Pycortex: When VEM is used to analyze the results of complex, naturalistic fMRI experiments, it produces very rich, high-dimensional data sets that cannot be visualized or interpreted easily using conventional methods. To address this problem we borrowed a method that was first developed by neuroanatomists Jaime Oliveira and David Van Essen: cortical flattening. The Pycortex software package is a python-based toolkit for surface visualization of fMRI data that deals correctly with the complications that inevitably arise when converting from the volumetric fMRI signals to a surface-based representation. The Pycortex software underlies the many brain viewers that you can find on our web site, and it is also used in other systems (e.g., Neurovault) and by other groups. (Gao, J. S., Huth, A. G., Lescroart, M. D., & Gallant, J. L. (2015). Pycortex: an interactive surface visualizer for fMRI. Frontiers in neuroinformatics, 9, 23.)

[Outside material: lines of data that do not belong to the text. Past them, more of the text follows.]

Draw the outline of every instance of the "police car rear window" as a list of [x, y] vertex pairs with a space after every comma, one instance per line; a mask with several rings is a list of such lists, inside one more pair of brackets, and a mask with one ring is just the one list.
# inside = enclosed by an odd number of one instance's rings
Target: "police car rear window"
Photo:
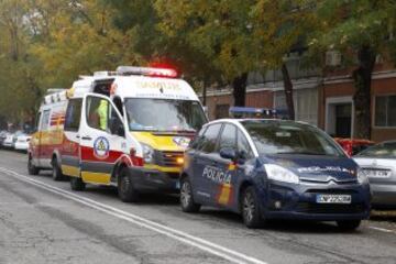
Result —
[[243, 121], [258, 154], [305, 154], [344, 156], [333, 140], [324, 132], [287, 121]]

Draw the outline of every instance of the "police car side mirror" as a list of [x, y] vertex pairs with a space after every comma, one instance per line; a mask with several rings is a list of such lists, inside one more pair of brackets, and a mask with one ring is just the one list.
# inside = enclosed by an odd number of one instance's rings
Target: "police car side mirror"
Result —
[[223, 147], [220, 150], [220, 156], [226, 160], [235, 161], [237, 160], [237, 152], [231, 147]]

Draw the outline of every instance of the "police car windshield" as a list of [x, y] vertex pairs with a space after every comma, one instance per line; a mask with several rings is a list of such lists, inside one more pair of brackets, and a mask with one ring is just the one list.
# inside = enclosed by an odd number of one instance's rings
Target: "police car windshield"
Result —
[[125, 108], [131, 131], [195, 132], [207, 122], [198, 101], [128, 98]]
[[292, 121], [242, 121], [258, 154], [345, 156], [322, 131]]

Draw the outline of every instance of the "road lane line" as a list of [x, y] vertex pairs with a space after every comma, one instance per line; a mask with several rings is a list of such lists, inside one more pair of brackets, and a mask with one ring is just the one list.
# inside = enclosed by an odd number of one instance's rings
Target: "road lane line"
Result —
[[392, 230], [392, 229], [384, 229], [384, 228], [377, 228], [377, 227], [372, 227], [372, 226], [369, 226], [367, 228], [376, 230], [376, 231], [385, 232], [385, 233], [396, 234], [396, 230]]
[[15, 179], [19, 179], [21, 182], [34, 185], [36, 187], [40, 187], [40, 188], [45, 189], [47, 191], [51, 191], [53, 194], [57, 194], [57, 195], [63, 196], [65, 198], [68, 198], [70, 200], [82, 204], [82, 205], [85, 205], [87, 207], [94, 208], [94, 209], [96, 209], [98, 211], [102, 211], [102, 212], [105, 212], [107, 215], [117, 217], [119, 219], [123, 219], [123, 220], [125, 220], [128, 222], [131, 222], [131, 223], [134, 223], [136, 226], [146, 228], [146, 229], [155, 231], [157, 233], [164, 234], [164, 235], [169, 237], [172, 239], [175, 239], [175, 240], [177, 240], [179, 242], [183, 242], [183, 243], [189, 244], [191, 246], [198, 248], [198, 249], [200, 249], [202, 251], [206, 251], [208, 253], [217, 255], [217, 256], [219, 256], [221, 258], [224, 258], [227, 261], [230, 261], [232, 263], [239, 263], [239, 264], [242, 264], [242, 263], [266, 264], [265, 262], [263, 262], [261, 260], [257, 260], [255, 257], [252, 257], [252, 256], [245, 255], [243, 253], [230, 250], [230, 249], [224, 248], [222, 245], [219, 245], [219, 244], [212, 243], [210, 241], [207, 241], [207, 240], [200, 239], [198, 237], [195, 237], [193, 234], [188, 234], [186, 232], [183, 232], [183, 231], [166, 227], [164, 224], [156, 223], [156, 222], [154, 222], [152, 220], [148, 220], [148, 219], [145, 219], [143, 217], [139, 217], [136, 215], [133, 215], [133, 213], [117, 209], [116, 207], [111, 207], [111, 206], [95, 201], [92, 199], [76, 195], [74, 193], [61, 189], [58, 187], [45, 184], [43, 182], [33, 179], [33, 178], [31, 178], [29, 176], [25, 176], [25, 175], [16, 173], [16, 172], [10, 170], [8, 168], [0, 167], [0, 172], [2, 172], [2, 173], [7, 174], [7, 175], [9, 175], [9, 176], [11, 176], [11, 177], [13, 177]]

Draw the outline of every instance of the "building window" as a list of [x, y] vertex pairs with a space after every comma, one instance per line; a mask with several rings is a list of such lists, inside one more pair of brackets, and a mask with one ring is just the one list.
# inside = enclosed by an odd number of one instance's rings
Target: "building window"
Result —
[[396, 127], [396, 95], [375, 97], [375, 127]]
[[216, 119], [228, 118], [230, 111], [230, 105], [217, 105], [216, 106]]
[[[274, 95], [275, 109], [287, 109], [285, 91], [276, 91]], [[304, 121], [318, 125], [318, 90], [298, 89], [293, 91], [296, 121]]]

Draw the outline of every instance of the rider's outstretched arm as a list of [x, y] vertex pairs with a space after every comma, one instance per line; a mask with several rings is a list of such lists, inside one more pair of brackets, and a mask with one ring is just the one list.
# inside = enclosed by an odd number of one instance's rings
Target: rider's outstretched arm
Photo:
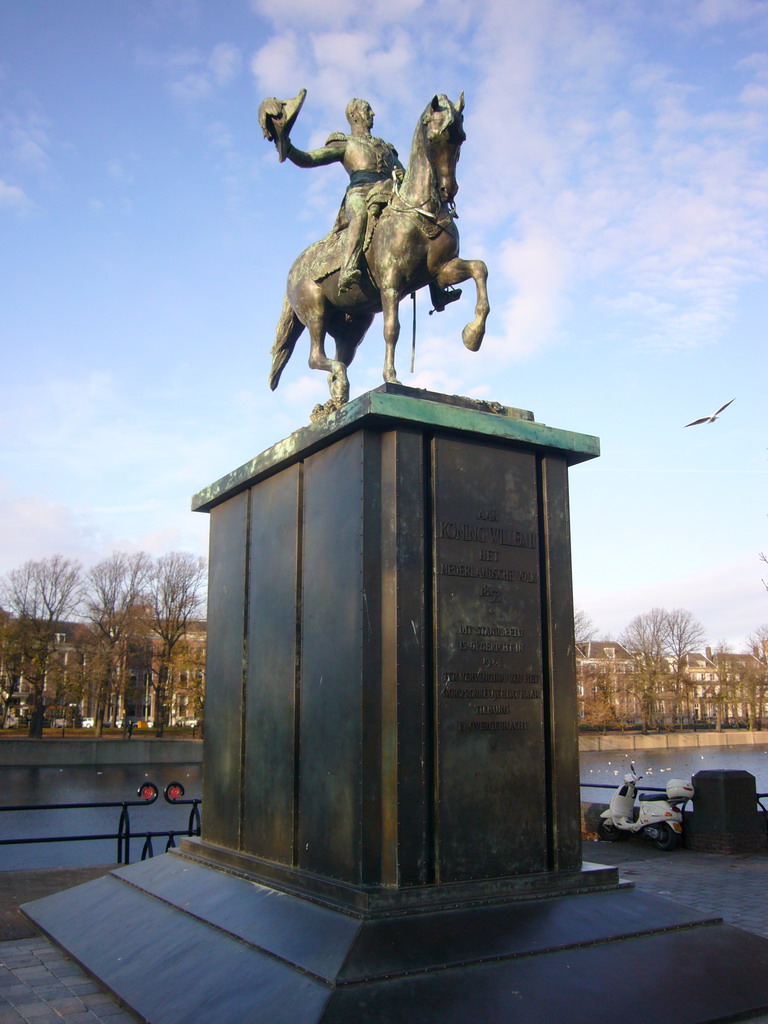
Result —
[[344, 142], [334, 142], [330, 145], [324, 145], [319, 150], [310, 150], [309, 153], [305, 153], [303, 150], [297, 150], [293, 142], [289, 141], [286, 157], [297, 167], [322, 167], [324, 164], [342, 161], [345, 148]]

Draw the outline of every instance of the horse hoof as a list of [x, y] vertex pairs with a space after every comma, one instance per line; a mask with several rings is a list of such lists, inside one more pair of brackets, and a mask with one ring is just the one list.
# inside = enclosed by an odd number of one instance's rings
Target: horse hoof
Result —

Autoflatten: One of the most difficult parts of cortical flattening is to move from the original volumetric anatomical brain to a flattened surface. This procedure proceeds in several steps. The brain is computationally removed from the skull. Then a few cuts are placed strategically around the edges of the brain and the whole hemisphere is flattened in a way that minimizes distortion. Until just a few weeks ago this process had to be performed largely by hand. However, our postdoc Dr. Matteo Visconti di Oleggio Castello has now created a new software package that automates this procedure!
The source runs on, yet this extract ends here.